Malatya, yaşayan büyük bir şehir.
Malatya, 1987 yıllarının Antalya’sı gibi.
Ama çok daha eğlenceli, hareketli ve çok paralı.
Sanayi ve tarım ekonomisi, Malatya’da pazara yansımış...
Antalya’da aradığın, özlediğin, unuttuğun ne varsa, Malatya’da bulabilirsin.
Rakamlar ekonomik, lokantalar ekonomik…
Rahmetli Turgut Özal, hala Malatya’da.. Hizmetinin eserleri devam ediyor..
Malatya’ya gidilir de, kayısı yenmez mi?
Var, o da var…
Malatya’da yer gök kuru kayısı, altın sarısı, gün kurusu, dut pekmezi.

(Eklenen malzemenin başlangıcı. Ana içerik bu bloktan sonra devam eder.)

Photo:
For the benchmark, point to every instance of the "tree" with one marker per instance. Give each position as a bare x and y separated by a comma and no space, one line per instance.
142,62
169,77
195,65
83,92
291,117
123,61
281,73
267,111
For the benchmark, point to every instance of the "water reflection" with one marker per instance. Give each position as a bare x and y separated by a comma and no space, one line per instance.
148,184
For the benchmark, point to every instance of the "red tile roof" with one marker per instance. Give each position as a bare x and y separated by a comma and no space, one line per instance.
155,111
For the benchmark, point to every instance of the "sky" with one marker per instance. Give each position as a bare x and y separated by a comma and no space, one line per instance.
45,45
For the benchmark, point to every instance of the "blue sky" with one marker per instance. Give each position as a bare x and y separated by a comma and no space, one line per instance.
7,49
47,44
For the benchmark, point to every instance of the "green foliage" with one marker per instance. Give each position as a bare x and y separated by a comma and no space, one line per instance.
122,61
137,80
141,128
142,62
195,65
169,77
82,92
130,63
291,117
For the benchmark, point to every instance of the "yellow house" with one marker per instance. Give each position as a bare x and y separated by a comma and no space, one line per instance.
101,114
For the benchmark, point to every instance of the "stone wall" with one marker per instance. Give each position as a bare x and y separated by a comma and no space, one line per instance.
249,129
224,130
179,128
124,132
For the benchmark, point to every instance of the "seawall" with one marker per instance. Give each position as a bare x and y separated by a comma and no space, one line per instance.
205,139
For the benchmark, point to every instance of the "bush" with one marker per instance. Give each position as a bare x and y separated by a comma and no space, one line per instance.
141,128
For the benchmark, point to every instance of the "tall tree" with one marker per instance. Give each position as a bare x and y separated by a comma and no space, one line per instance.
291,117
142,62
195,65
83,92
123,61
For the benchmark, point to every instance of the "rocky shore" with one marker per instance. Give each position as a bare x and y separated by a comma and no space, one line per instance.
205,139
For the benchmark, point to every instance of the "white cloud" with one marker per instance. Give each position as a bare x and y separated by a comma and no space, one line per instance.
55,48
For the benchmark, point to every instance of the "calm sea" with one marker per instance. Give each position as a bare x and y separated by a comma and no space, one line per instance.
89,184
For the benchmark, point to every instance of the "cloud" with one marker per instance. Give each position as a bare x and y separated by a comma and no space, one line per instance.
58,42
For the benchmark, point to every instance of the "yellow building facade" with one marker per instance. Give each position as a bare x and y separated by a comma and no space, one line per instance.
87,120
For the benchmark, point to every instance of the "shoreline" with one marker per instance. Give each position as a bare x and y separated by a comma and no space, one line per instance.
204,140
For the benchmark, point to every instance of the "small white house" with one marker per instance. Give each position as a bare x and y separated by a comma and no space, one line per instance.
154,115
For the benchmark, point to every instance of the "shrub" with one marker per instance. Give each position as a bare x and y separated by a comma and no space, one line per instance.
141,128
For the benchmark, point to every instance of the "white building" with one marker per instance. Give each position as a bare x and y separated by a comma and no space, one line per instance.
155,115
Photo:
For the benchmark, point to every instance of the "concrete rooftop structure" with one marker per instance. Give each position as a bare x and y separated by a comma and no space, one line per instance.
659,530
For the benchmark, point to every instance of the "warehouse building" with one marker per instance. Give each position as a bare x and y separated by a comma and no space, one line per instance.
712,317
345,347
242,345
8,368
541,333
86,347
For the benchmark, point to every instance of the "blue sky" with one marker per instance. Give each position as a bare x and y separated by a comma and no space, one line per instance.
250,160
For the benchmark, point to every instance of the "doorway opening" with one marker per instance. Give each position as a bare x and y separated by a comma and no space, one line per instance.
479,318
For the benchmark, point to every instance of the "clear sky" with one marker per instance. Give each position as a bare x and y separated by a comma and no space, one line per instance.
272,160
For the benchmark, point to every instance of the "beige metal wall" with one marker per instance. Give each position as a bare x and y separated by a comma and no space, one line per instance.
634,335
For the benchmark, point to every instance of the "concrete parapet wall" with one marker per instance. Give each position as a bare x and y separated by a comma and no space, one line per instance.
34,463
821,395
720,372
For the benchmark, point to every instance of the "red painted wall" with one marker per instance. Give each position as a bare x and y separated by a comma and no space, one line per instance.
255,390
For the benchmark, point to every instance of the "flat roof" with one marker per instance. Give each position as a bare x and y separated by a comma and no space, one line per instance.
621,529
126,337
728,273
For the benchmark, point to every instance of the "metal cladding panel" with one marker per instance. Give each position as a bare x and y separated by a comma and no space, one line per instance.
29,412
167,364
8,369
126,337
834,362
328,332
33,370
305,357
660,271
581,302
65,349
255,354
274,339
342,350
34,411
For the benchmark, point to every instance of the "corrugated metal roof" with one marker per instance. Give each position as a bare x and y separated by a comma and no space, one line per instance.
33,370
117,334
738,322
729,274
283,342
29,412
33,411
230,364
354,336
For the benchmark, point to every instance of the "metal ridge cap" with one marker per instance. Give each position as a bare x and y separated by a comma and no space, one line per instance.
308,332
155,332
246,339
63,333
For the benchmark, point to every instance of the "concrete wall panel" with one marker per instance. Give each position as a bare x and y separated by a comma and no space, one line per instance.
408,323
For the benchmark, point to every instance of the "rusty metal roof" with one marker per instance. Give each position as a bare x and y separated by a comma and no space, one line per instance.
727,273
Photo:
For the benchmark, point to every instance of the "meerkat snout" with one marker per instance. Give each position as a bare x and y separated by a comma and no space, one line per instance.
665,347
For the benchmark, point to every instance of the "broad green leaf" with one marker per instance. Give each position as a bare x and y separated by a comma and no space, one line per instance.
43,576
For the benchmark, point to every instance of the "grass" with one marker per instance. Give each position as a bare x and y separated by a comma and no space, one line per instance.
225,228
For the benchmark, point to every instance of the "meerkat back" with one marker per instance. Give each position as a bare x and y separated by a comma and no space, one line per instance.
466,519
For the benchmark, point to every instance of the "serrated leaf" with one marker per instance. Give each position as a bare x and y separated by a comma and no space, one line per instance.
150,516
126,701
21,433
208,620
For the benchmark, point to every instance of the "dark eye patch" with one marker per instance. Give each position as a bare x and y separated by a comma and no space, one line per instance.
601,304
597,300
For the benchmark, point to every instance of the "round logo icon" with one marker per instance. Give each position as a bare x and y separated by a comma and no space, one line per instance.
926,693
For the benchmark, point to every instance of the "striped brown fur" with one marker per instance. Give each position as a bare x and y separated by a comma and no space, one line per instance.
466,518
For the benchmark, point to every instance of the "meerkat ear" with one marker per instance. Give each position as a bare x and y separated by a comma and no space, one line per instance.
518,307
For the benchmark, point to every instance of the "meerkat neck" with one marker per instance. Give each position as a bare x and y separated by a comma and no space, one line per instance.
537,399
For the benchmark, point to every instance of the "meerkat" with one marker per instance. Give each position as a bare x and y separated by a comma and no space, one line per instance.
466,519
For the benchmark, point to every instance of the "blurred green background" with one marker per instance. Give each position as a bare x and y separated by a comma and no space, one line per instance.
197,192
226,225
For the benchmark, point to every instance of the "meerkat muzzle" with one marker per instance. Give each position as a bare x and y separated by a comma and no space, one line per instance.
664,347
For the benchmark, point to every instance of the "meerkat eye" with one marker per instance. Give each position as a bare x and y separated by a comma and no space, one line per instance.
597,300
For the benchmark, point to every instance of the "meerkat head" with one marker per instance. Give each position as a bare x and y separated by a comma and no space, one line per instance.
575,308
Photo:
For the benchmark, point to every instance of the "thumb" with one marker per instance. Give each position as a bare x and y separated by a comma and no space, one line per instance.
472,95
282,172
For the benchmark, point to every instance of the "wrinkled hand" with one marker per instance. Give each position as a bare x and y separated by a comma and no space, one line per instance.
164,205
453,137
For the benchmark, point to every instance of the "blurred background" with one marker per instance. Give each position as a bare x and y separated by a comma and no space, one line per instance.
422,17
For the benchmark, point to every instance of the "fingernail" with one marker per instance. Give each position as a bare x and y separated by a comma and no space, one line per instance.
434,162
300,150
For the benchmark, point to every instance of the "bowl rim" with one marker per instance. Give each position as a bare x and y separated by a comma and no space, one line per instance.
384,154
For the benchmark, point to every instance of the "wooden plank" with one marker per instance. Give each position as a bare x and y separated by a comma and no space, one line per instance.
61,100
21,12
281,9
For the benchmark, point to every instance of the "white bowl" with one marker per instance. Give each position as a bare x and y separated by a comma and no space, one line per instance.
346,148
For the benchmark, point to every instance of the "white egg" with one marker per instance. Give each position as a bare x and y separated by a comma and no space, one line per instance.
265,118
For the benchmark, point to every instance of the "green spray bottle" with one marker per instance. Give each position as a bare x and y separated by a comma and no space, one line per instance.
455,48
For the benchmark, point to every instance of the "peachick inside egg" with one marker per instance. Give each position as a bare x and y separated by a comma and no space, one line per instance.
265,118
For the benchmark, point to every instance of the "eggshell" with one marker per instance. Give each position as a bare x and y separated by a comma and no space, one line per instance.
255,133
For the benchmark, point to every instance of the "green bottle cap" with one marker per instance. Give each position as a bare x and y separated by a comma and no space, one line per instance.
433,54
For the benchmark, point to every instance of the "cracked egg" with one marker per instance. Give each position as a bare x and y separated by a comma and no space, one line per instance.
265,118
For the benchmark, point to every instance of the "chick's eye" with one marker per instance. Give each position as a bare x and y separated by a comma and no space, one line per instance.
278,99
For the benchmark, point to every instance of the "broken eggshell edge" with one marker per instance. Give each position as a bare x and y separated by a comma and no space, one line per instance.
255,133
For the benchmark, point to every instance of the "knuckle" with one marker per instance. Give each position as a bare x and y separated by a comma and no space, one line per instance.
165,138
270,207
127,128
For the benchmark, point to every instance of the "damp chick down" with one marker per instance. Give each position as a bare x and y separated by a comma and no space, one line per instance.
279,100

İşte Malatya böyle bir yer.
Karşılaşmaya gelecek olursak.
İlk 15 dakikada, 3 gol yemekten kurtulduk.
Sonrasında ise yeni starımız Nasri’nin golü geldi.
Hücum hattımız süper, orta saha normal, defans tehlikeli durumda.
Deplasmanda bir puan fena sayılmaz ancak takımımızın da hazır olmadığını söylemeliyiz.
Özellikle hoca formsuz, oyuna müdahale etmekte gecikti.
Ciddi sorunlar yakın…
Sakatların takıma dönmesi halinde Galatasaray maçında istediğimiz sonucu alacağımıza inanıyorum.
Ayrıca Yekta ve Musa’ya da şans verilebilir.
Maıcon, Nasri, Eto'o ve Menez adeta ölüm timi.
Ancak defansa dokunuş gerekiyor.
Galatasaray maçında statta olalım ve takımımızı destekleyelim.